春桜会が終わって二ヶ月が過ぎ、シュレイアの地では茶の収穫が最盛期を迎えている。


レインの拘りから始まった茶の栽培は此処近年で見慣れた光景となっており


とてもじ ゃないがこの地が、かつて、ただの少し痩せた農耕地だったとは思えないほど、美しい光景が広がる



茶畑のみならず、水面に空の蒼を映し美しい碧の揺れる水田も、牧草地で和やかに欠伸する馬達家畜、整備された上下水道により綺麗になった川や池、湖


この光景をシュレイアの領主一家同様に、楽しみにしているものがいる。


大地を司る土竜つちりゅうである。



彼は、大地を司るだけあって、他の龍族では聞くことの叶わない声を聞く事が出来る。

豊穣の大地は歓喜しそこに生きる数多の生物は大地に感謝する



他の領地では聞かない、土竜にとって何より喜ばしい声だ



「今年から試験的に始めたコメという植物か?これは」

「えぇそうですわ土竜様。(記憶に差異無く)今のところ順調に育っていますわ」


ニコリと笑うシュレイア家の次女、レインは相変わらず<つなぎ>という作業効率性の高い服を身に纏っている。

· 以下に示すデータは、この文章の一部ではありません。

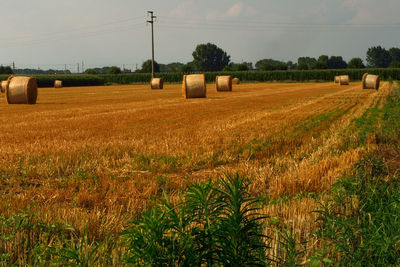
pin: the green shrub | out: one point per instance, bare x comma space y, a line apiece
215, 224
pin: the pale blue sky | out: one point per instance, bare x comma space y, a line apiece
51, 33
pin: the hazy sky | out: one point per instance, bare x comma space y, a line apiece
51, 33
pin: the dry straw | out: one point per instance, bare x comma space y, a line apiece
336, 79
344, 80
370, 81
194, 86
21, 90
3, 86
57, 84
223, 83
157, 83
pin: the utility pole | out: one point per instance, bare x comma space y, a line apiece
151, 21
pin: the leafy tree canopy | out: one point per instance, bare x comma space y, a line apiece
305, 63
146, 66
271, 64
209, 57
355, 63
336, 62
378, 57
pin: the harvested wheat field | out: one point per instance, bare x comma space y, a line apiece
92, 157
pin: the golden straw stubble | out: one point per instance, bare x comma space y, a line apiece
58, 84
157, 83
236, 81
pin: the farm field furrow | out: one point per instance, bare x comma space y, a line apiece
93, 156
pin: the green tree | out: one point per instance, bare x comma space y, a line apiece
271, 64
321, 63
113, 70
186, 68
146, 66
394, 64
174, 67
378, 57
356, 63
245, 66
395, 53
336, 62
6, 70
93, 71
209, 57
305, 63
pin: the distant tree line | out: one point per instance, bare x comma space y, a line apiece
5, 70
209, 57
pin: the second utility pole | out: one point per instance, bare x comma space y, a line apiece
151, 21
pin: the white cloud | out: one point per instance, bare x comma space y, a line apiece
240, 9
235, 10
185, 9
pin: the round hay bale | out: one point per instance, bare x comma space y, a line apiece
336, 79
3, 86
194, 86
344, 80
370, 81
21, 90
57, 84
157, 83
223, 83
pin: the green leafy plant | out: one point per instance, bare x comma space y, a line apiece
215, 224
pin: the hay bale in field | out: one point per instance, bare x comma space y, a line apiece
344, 80
336, 79
157, 83
57, 84
370, 81
3, 86
223, 83
194, 86
21, 90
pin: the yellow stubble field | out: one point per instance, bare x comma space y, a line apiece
92, 157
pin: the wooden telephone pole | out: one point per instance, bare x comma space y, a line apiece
151, 21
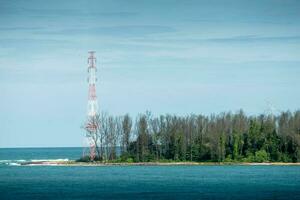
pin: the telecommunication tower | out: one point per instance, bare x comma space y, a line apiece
92, 109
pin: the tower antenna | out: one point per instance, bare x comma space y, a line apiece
92, 109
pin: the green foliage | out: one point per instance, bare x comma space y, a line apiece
261, 156
225, 137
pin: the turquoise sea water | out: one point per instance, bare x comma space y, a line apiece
149, 182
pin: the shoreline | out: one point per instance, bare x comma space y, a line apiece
75, 164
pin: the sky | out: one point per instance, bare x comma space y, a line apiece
165, 56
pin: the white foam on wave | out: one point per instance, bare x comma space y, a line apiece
32, 162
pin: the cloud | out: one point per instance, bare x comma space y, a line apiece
124, 31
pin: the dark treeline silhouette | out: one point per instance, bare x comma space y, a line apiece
224, 137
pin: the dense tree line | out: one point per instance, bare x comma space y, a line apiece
223, 137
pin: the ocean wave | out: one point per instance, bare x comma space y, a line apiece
31, 161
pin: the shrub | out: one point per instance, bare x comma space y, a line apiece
261, 156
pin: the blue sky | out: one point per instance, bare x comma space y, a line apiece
165, 56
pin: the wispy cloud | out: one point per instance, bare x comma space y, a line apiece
124, 31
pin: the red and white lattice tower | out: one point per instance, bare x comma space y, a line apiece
92, 109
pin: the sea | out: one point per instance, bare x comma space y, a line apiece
138, 182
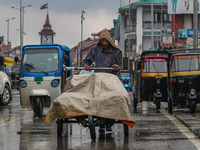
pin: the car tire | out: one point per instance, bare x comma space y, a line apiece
6, 97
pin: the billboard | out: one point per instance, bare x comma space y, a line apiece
167, 40
181, 6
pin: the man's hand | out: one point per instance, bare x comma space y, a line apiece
87, 68
115, 66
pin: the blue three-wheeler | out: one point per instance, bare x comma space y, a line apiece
42, 75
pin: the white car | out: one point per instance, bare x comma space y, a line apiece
5, 89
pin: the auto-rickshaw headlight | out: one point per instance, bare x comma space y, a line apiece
55, 82
23, 83
192, 91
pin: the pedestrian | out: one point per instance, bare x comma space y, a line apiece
2, 66
105, 54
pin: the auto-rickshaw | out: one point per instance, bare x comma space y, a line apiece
184, 78
42, 75
151, 78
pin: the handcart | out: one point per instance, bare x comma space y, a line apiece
90, 116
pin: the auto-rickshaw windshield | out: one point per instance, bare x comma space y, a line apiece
40, 60
155, 65
185, 63
125, 74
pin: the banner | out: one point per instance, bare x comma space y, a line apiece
181, 6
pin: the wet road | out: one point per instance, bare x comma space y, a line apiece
153, 130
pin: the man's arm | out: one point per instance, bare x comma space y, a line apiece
89, 59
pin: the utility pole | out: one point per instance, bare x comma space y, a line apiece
152, 29
21, 28
8, 42
129, 41
79, 54
195, 23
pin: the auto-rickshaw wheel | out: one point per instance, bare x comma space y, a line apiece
126, 131
38, 108
59, 127
169, 105
157, 104
192, 107
91, 126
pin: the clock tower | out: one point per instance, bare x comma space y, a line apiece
47, 34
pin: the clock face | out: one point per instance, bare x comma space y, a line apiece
47, 39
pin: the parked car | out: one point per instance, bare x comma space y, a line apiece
5, 89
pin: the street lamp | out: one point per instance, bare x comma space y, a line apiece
8, 42
152, 29
21, 9
82, 18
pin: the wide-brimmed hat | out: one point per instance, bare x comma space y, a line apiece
106, 35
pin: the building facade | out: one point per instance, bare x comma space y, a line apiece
135, 35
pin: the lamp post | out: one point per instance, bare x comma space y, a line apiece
8, 42
129, 41
195, 23
21, 9
82, 18
152, 29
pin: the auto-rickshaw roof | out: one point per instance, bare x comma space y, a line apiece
153, 53
183, 51
63, 47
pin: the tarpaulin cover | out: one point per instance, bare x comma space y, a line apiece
97, 94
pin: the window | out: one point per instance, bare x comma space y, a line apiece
155, 65
40, 60
185, 63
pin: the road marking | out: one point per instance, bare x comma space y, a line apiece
193, 138
8, 120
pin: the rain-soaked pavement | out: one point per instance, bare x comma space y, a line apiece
153, 130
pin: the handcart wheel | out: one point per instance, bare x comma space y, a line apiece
59, 127
91, 127
126, 131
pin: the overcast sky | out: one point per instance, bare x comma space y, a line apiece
65, 18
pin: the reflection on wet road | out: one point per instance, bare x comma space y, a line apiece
153, 130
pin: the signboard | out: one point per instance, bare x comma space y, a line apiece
167, 40
190, 43
1, 39
181, 6
186, 33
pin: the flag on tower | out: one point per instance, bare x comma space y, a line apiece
45, 6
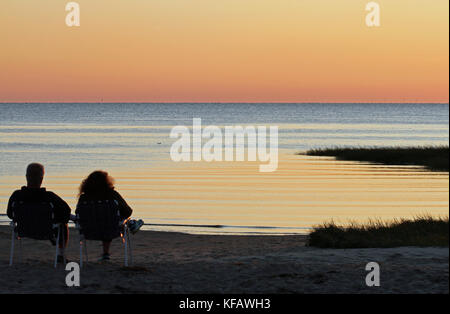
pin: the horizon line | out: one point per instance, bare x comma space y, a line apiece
225, 102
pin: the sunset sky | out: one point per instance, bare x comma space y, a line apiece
224, 51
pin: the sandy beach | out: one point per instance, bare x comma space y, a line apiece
167, 262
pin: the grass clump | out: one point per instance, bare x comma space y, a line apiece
434, 158
420, 231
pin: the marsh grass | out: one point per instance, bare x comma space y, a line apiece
434, 158
421, 231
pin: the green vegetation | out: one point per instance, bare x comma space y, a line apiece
433, 158
420, 231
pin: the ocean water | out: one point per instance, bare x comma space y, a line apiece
73, 139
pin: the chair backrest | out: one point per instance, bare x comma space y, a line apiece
34, 219
99, 220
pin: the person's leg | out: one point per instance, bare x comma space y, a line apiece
64, 239
106, 245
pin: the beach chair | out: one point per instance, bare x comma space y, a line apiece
34, 221
99, 220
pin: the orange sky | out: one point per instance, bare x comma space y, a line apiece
224, 50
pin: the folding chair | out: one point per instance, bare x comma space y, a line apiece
34, 221
100, 220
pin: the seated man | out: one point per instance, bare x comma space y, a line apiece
33, 193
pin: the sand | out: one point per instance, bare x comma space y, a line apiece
181, 263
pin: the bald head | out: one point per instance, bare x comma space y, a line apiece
35, 175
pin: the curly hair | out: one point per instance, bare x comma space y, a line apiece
97, 184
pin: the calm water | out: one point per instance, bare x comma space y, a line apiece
73, 139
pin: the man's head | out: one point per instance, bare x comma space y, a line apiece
35, 175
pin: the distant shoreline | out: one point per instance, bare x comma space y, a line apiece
168, 262
434, 158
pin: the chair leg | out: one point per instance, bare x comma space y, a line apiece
85, 250
126, 246
20, 250
11, 255
63, 245
130, 248
57, 246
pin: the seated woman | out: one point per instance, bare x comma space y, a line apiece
99, 187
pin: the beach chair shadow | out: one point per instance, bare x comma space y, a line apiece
100, 220
35, 221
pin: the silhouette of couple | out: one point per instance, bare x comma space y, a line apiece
98, 186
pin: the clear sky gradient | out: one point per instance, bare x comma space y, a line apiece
224, 51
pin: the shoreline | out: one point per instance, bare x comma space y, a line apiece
169, 262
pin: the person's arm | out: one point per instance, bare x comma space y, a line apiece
62, 209
11, 201
124, 208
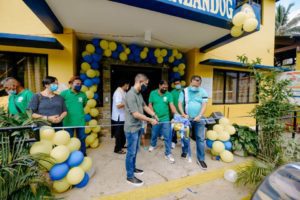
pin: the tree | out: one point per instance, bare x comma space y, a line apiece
284, 25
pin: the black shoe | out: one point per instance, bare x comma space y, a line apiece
138, 171
202, 164
135, 181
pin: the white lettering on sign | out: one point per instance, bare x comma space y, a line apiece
222, 8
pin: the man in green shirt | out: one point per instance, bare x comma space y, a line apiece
19, 97
161, 101
75, 101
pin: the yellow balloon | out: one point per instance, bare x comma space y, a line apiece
250, 25
218, 146
91, 73
239, 19
226, 156
94, 112
75, 175
85, 66
104, 44
61, 138
112, 46
61, 185
90, 48
86, 164
107, 52
212, 135
74, 144
60, 153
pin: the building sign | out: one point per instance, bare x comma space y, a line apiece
218, 8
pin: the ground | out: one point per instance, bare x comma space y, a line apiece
163, 181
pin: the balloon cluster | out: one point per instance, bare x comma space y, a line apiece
218, 140
244, 20
71, 168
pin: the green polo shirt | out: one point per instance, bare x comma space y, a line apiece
19, 102
75, 103
175, 94
160, 104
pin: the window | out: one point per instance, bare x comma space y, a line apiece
29, 69
233, 87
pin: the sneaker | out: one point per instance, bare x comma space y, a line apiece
170, 158
135, 181
138, 171
202, 164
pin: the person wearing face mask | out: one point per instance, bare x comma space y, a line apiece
47, 105
161, 101
134, 117
19, 97
118, 116
192, 105
75, 101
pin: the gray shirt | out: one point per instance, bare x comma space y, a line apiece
134, 102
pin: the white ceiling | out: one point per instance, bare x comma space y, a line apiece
123, 23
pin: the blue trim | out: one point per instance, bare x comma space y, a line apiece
41, 9
179, 11
226, 63
29, 41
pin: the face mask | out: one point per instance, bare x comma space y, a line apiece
53, 87
178, 87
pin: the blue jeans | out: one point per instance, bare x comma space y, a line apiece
133, 141
80, 135
198, 128
165, 130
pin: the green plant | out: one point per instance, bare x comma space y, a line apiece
245, 140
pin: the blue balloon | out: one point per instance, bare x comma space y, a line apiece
87, 117
209, 143
88, 82
84, 181
83, 77
228, 145
75, 158
95, 65
59, 171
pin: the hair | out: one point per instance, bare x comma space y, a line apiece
195, 77
74, 78
48, 80
140, 77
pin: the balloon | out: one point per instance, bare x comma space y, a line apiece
91, 103
61, 138
85, 66
212, 135
60, 153
104, 44
61, 185
239, 19
75, 175
58, 171
86, 165
84, 181
218, 146
226, 156
74, 144
250, 25
209, 143
230, 175
75, 158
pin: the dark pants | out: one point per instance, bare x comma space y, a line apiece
118, 133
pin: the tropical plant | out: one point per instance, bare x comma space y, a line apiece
284, 25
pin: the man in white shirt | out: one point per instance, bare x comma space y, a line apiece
118, 116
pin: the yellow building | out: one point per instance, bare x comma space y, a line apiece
48, 37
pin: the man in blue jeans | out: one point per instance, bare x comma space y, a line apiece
192, 104
134, 117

年頃の女性なのだがレインもアリアも貴族の女性にありがちな<お洒落>というものよりも<機能性>を重視するのだから本当に珍しい。


近年ではレインやアリアを尊敬する第四女のマリアも<つなぎ>を着るようになったとも聞く。


珍しいが、好感が持てるのも確かだ。



「レイン、茶を飲みたいんだが良いか?」

「勿論です。紅茶より緑茶のほうが・・・?」

「うん、頼む。外で飲むか?」

「本日は天気もいいですし外に茣蓙を引きましょうか。

茶菓子は、以前申し上げました小豆を使った菓子の試作品が出来ましたのでそれをお持ちしましょう」



シュレイア家を訪れると、視察の後は領主一家と茶をするのが数年前からの習慣になっている。

レインの作る新作菓子も、此処でしか流通していない茶を飲むのもとても楽しみだ



「あら土竜様、視察にいらしたのですね。」

「もうそんな時期か」

「アリアにキリク、久しいな。春桜会ぶりではないか?」

「「「お久しぶりです!土竜様!!!」」」

「三つ子も久しいな。それぞれ励んでいるか?このあたりでは追いはぎも夜盗も出るとは聞かないが・・・アルフォードもキリクも重々気を付けるように。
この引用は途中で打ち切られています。